Sizing guidelines
The Consul server nodes process all read and write operations from the agents as well as maintain a consensus among the cluster, and as such are I/O bound for writes and CPU bound for reads. This needs to be taken into consideration and monitoring put in place to adjust as required depending on the type of workload inside of the cluster.
Workloads on virtual machines require Consul client agents for service discovery and service mesh. So the following guidelines are based on that requirement.
As a general rule, we recommend that the maximum size for a single datacenter is 5,000 Consul client agents. This estimate is based on impact of recovery time, write and read requests, and other factors. We recommend deploying Read Replicas for improved scalability in clusters that are Read heavy. We have customers who have scaled Consul to tens of thousands of agents per cluster, but it is highly dependent on the read and write workloads of the cluster. As such, customers must optimize for stability at the gossip layer as the cluster scales. The two main factors that affect this with client agent are:
- Total size of the gossip pool
- The churn of nodes/agents in the pool
Control plane on EC2
We recommend deploying at a minimum the following types of instances for the Consul Servers. These are broken down into Initial and Large clusters. We recommend starting with the Initial cluster size and once adoption occurs, vertically scaling the servers to the Production Cluster size.

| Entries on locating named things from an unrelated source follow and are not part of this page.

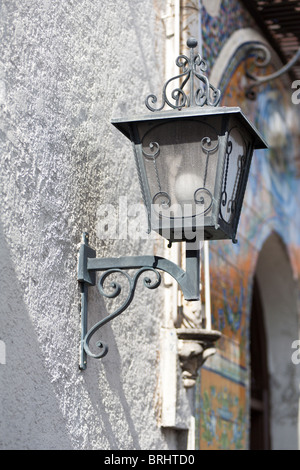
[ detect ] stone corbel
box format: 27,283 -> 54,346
177,328 -> 221,388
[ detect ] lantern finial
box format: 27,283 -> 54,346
145,38 -> 221,112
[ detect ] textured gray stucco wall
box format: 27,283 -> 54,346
0,0 -> 172,449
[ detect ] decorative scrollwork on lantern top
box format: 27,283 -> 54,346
145,38 -> 221,112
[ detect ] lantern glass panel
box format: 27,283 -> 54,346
220,126 -> 247,224
139,119 -> 219,219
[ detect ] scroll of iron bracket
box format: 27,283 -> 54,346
78,233 -> 200,369
246,43 -> 300,100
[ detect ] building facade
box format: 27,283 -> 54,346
0,0 -> 300,450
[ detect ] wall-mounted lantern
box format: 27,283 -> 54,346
78,39 -> 267,369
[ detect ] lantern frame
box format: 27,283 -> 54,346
77,38 -> 267,370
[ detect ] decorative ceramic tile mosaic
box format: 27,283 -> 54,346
196,0 -> 300,449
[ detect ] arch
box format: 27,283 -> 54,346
254,232 -> 300,450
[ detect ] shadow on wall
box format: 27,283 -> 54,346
0,222 -> 72,450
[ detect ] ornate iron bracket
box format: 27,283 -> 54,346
246,43 -> 300,100
78,233 -> 204,369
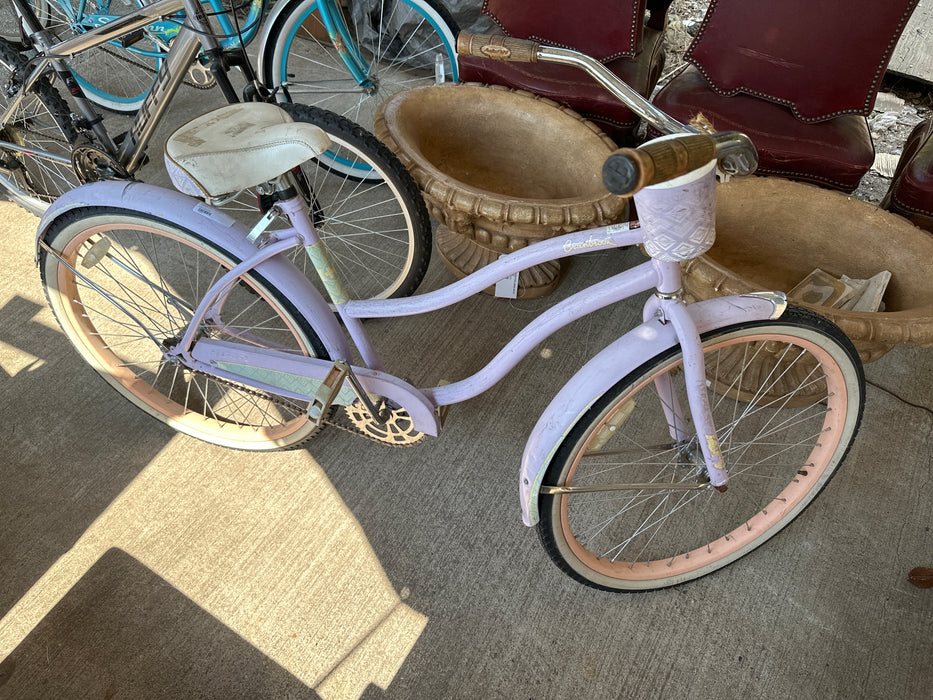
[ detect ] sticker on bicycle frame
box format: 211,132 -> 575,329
496,258 -> 519,299
192,202 -> 236,228
706,435 -> 722,469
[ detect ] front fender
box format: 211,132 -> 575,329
519,292 -> 786,526
36,180 -> 350,358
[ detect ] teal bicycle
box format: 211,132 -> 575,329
0,0 -> 458,123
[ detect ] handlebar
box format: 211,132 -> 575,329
457,32 -> 540,63
603,134 -> 716,196
457,32 -> 758,182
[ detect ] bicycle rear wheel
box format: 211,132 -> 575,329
39,208 -> 326,450
0,40 -> 78,214
260,0 -> 459,131
222,103 -> 431,299
539,308 -> 864,591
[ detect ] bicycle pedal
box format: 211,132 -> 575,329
308,360 -> 350,425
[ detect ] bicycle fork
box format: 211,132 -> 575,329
644,280 -> 729,492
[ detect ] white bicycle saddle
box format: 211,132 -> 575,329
165,102 -> 330,197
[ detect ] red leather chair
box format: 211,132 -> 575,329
654,0 -> 917,192
459,0 -> 672,145
881,119 -> 933,231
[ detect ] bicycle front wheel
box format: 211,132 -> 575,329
539,308 -> 864,591
260,0 -> 459,131
0,40 -> 79,214
40,208 -> 326,450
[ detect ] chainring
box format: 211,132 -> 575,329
343,399 -> 424,447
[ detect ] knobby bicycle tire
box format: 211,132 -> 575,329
538,308 -> 864,591
39,207 -> 336,451
259,0 -> 459,131
0,39 -> 79,214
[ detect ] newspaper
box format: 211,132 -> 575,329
787,268 -> 891,311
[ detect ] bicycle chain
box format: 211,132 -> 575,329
200,370 -> 420,448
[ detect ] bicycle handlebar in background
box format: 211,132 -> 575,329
457,32 -> 758,180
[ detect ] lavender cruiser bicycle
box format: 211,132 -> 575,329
37,87 -> 864,590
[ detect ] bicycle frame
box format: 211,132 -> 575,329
37,174 -> 786,525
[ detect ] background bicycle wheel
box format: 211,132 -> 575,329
259,0 -> 459,130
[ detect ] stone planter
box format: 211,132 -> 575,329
375,83 -> 627,298
684,177 -> 933,362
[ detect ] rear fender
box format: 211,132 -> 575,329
36,180 -> 350,358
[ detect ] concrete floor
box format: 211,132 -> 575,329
0,79 -> 933,699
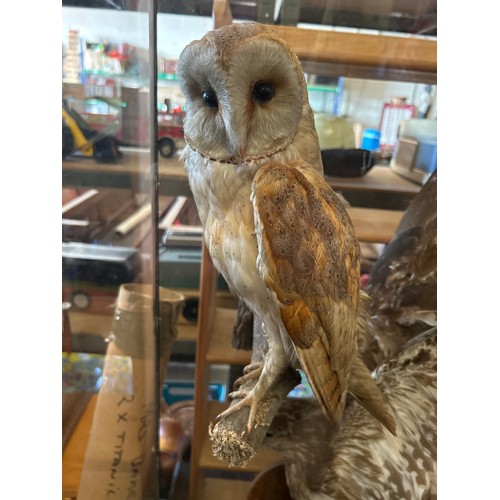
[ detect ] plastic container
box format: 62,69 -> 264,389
361,128 -> 380,151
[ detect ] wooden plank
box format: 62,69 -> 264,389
69,307 -> 198,341
325,166 -> 422,195
205,308 -> 252,366
189,244 -> 217,500
198,401 -> 281,472
62,392 -> 92,450
62,394 -> 97,498
198,477 -> 252,500
347,207 -> 404,243
273,25 -> 437,73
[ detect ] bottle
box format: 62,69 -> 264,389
417,85 -> 432,118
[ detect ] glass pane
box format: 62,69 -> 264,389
62,0 -> 437,500
62,2 -> 174,500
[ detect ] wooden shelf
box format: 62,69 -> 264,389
199,401 -> 281,473
273,26 -> 437,83
347,207 -> 404,243
69,309 -> 198,342
199,477 -> 252,500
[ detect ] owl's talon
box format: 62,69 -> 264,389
243,361 -> 263,375
215,391 -> 258,434
233,363 -> 264,389
227,391 -> 247,399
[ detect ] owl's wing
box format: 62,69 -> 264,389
252,162 -> 359,421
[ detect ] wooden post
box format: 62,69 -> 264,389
78,284 -> 184,500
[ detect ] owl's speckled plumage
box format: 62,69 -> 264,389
177,23 -> 394,432
264,328 -> 437,500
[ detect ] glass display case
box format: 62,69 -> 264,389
61,0 -> 437,500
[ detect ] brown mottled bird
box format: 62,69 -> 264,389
177,23 -> 395,433
264,328 -> 437,500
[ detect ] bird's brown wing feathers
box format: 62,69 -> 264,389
252,162 -> 359,421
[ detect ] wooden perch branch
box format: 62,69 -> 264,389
208,321 -> 300,467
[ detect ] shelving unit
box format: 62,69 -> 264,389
189,0 -> 437,500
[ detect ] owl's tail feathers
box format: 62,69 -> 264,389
349,357 -> 396,436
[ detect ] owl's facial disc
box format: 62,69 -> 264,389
177,37 -> 305,163
252,82 -> 276,102
201,87 -> 219,108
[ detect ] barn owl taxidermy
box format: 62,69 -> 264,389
177,23 -> 395,433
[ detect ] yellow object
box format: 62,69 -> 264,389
314,113 -> 356,149
62,108 -> 94,156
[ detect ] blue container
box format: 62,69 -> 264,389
361,128 -> 380,151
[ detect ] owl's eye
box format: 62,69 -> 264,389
252,82 -> 275,102
201,89 -> 218,108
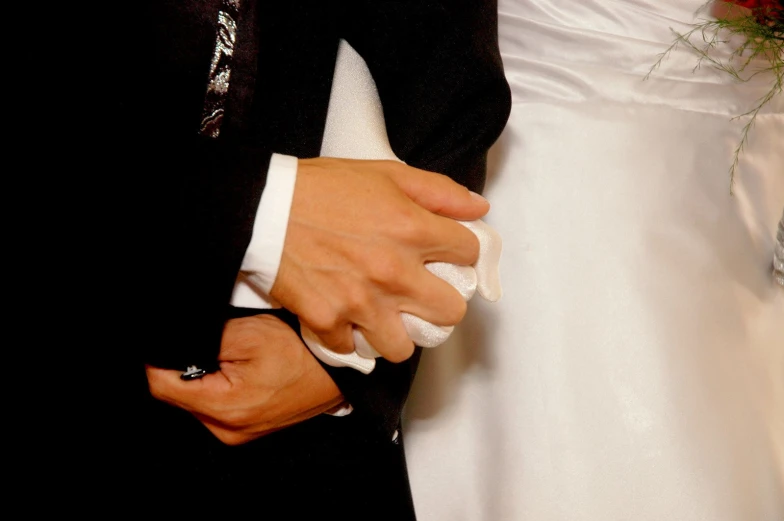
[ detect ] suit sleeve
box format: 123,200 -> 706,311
325,0 -> 511,436
121,0 -> 271,369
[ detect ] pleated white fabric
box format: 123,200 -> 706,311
404,0 -> 784,521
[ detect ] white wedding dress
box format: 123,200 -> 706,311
322,0 -> 784,521
404,0 -> 784,521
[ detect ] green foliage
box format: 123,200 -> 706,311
645,2 -> 784,192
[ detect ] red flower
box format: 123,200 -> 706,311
724,0 -> 784,24
726,0 -> 781,10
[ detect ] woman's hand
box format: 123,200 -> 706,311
147,315 -> 343,445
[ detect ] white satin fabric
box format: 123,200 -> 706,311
300,40 -> 502,374
404,0 -> 784,521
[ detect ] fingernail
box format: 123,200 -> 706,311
468,190 -> 488,203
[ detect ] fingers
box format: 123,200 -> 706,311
147,366 -> 229,414
388,161 -> 490,221
421,211 -> 480,266
357,313 -> 414,363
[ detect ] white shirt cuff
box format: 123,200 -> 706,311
231,154 -> 297,309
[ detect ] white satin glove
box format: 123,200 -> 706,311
300,220 -> 502,374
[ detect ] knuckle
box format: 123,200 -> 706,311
368,254 -> 405,286
307,306 -> 343,335
385,340 -> 414,364
212,429 -> 247,447
213,408 -> 250,429
344,286 -> 372,314
442,293 -> 468,326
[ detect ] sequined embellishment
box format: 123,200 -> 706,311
773,208 -> 784,286
199,0 -> 240,138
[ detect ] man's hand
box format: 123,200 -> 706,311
147,315 -> 343,445
271,158 -> 489,362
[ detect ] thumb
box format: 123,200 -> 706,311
389,163 -> 490,221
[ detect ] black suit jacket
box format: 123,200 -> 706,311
122,0 -> 510,506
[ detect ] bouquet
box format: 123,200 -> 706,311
646,0 -> 784,187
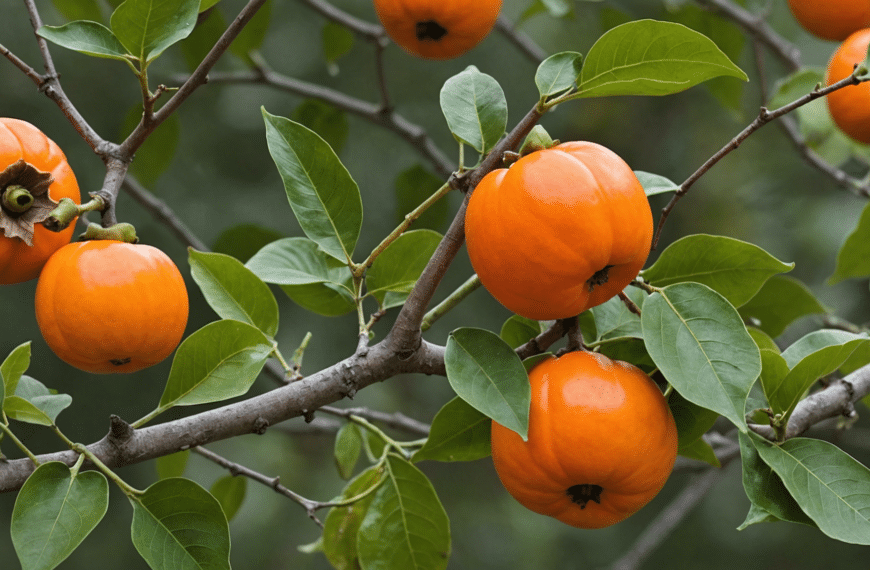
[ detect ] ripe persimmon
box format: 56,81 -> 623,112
492,352 -> 677,528
36,240 -> 188,374
825,28 -> 870,144
465,142 -> 653,320
788,0 -> 870,41
0,118 -> 81,285
375,0 -> 501,59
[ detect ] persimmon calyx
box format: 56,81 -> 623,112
0,159 -> 57,246
519,125 -> 559,156
79,222 -> 139,243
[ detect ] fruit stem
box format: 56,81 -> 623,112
520,125 -> 559,156
79,222 -> 139,243
3,184 -> 34,214
420,273 -> 480,332
42,196 -> 106,232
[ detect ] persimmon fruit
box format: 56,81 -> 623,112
374,0 -> 501,60
788,0 -> 870,41
825,28 -> 870,144
0,117 -> 81,285
465,142 -> 653,320
36,240 -> 188,374
492,351 -> 677,528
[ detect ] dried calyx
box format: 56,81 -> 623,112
0,160 -> 57,245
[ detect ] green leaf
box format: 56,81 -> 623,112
828,204 -> 870,285
263,109 -> 362,262
499,315 -> 544,348
535,51 -> 583,97
247,238 -> 356,316
11,461 -> 109,570
592,287 -> 648,342
634,170 -> 680,196
36,20 -> 129,61
188,249 -> 278,338
160,319 -> 272,408
321,22 -> 354,71
111,0 -> 199,64
578,20 -> 748,97
3,376 -> 72,426
154,449 -> 190,479
230,0 -> 272,65
746,327 -> 781,354
357,455 -> 450,570
642,234 -> 794,307
323,467 -> 384,570
440,65 -> 507,155
212,224 -> 284,263
677,438 -> 722,467
762,330 -> 870,419
668,391 -> 719,449
740,275 -> 827,338
751,434 -> 870,545
444,328 -> 532,441
209,475 -> 248,521
412,397 -> 492,463
641,283 -> 761,431
130,478 -> 230,570
334,423 -> 362,479
52,0 -> 103,22
674,5 -> 746,113
395,164 -> 450,231
121,103 -> 181,186
292,98 -> 350,153
366,230 -> 441,309
0,340 -> 30,398
738,433 -> 815,526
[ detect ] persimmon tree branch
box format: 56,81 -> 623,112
0,341 -> 445,492
196,66 -> 455,179
653,70 -> 870,248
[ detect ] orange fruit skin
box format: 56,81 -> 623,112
0,117 -> 81,285
788,0 -> 870,41
825,28 -> 870,144
492,352 -> 677,528
465,142 -> 653,320
374,0 -> 501,60
36,240 -> 188,374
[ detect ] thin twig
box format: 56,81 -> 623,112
318,406 -> 429,437
696,0 -> 801,71
198,68 -> 455,180
653,71 -> 866,248
124,175 -> 209,251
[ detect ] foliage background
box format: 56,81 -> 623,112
0,0 -> 870,570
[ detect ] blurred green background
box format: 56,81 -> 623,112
0,0 -> 870,570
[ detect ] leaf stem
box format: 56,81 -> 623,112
347,415 -> 411,460
51,425 -> 144,499
352,182 -> 452,277
0,423 -> 41,467
420,273 -> 481,331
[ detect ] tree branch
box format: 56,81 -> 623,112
196,68 -> 455,180
0,341 -> 445,492
749,365 -> 870,441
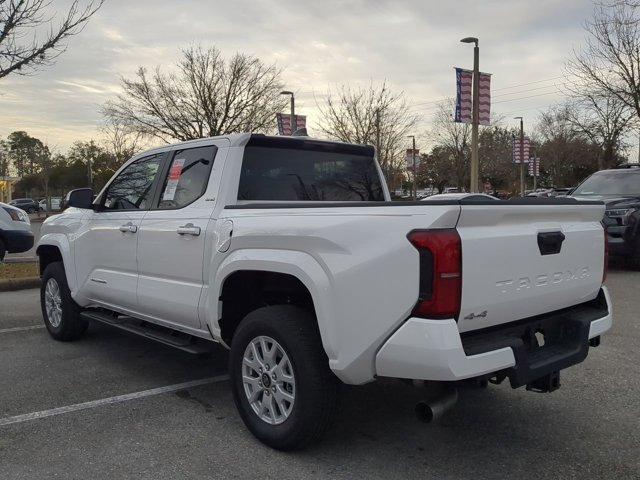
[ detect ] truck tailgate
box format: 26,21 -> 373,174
457,202 -> 604,332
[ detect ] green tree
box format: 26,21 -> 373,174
67,140 -> 121,189
6,131 -> 49,177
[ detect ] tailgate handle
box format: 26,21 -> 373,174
538,232 -> 565,255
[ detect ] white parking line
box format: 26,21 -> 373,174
0,325 -> 44,333
0,375 -> 229,427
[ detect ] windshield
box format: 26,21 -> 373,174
571,170 -> 640,197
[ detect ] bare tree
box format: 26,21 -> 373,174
566,92 -> 636,170
0,0 -> 105,78
317,83 -> 419,183
103,47 -> 286,141
536,105 -> 599,187
429,100 -> 471,190
566,0 -> 640,118
100,120 -> 143,169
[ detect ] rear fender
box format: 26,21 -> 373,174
36,233 -> 78,297
210,249 -> 337,360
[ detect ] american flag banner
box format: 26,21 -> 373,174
513,137 -> 531,163
454,67 -> 473,123
478,72 -> 491,125
529,157 -> 540,177
276,113 -> 307,136
404,148 -> 420,172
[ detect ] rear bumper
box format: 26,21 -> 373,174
0,230 -> 33,253
376,287 -> 612,387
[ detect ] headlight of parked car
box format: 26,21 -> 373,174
605,208 -> 638,225
2,207 -> 29,223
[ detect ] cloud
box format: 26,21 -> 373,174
0,0 -> 591,151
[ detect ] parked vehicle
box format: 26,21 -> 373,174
9,198 -> 40,213
37,134 -> 612,450
571,164 -> 640,268
0,203 -> 33,261
547,188 -> 573,197
38,197 -> 62,212
421,193 -> 498,202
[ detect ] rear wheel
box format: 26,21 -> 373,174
40,262 -> 89,341
229,305 -> 339,450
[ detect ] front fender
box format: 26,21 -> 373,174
36,233 -> 78,297
207,249 -> 337,361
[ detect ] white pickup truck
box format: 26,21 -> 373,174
37,134 -> 612,450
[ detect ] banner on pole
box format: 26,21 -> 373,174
478,72 -> 491,125
454,67 -> 491,125
276,113 -> 307,136
404,148 -> 420,171
513,137 -> 531,163
529,157 -> 540,177
455,67 -> 473,123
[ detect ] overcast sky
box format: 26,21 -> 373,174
0,0 -> 592,151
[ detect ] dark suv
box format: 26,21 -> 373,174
571,164 -> 640,267
9,198 -> 40,213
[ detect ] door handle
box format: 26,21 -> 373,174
120,222 -> 138,233
176,223 -> 200,237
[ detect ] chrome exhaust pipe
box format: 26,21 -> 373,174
415,388 -> 458,423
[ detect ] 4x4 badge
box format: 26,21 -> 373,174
464,310 -> 487,320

Provider | Size | Potential Instance Type | CPU | Memory | Disk Capacity | Disk IO |
---|---|---|---|---|---|---|
AWS | Initial | m5.large | 2 | 8 | min: 100 GB (gp3) | min: 3000 IOPS |
AWS | Small | m5.xlarge | 4 | 16 | min: 100 GB (gp3) | min: 3000 IOPS |
AWS | Large | m5.2xlarge | 8 | 32 | min: 200 GB (gp3) | min: 7500 IOPS |
AWS | Extra-Large | m5.4xlarge | 16 | 64 | min: 200 GB (gp3) | min: 7500 IOPS |
The above architecture will support a high level of agents based clients, but we highly recommend that if a single Datacenter in the above architecture is provisioned, that customers monitor cluster metrics to both establish a baseline and set threshold levels.
Control plane on EKS
The CPU and memory recommendations can be used when you select the resources limits for the Consul pods. The disk recommendations can also be used when selecting the resources limits and configuring persistent volumes. You will need to set both limits and requests in the Helm chart. Below is an example snippet of Helm configuration for a Consul server in a large environment.
server:
resources: |
requests:
memory: "32Gi"
cpu: "4"
limits:
memory: "32Gi"
cpu: "4"
storage: 50Gi
HashiCorp recommends monitoring your production deployment to take data-driven informed decisions to scale your production server resource limits or vertically scale the VM deployments.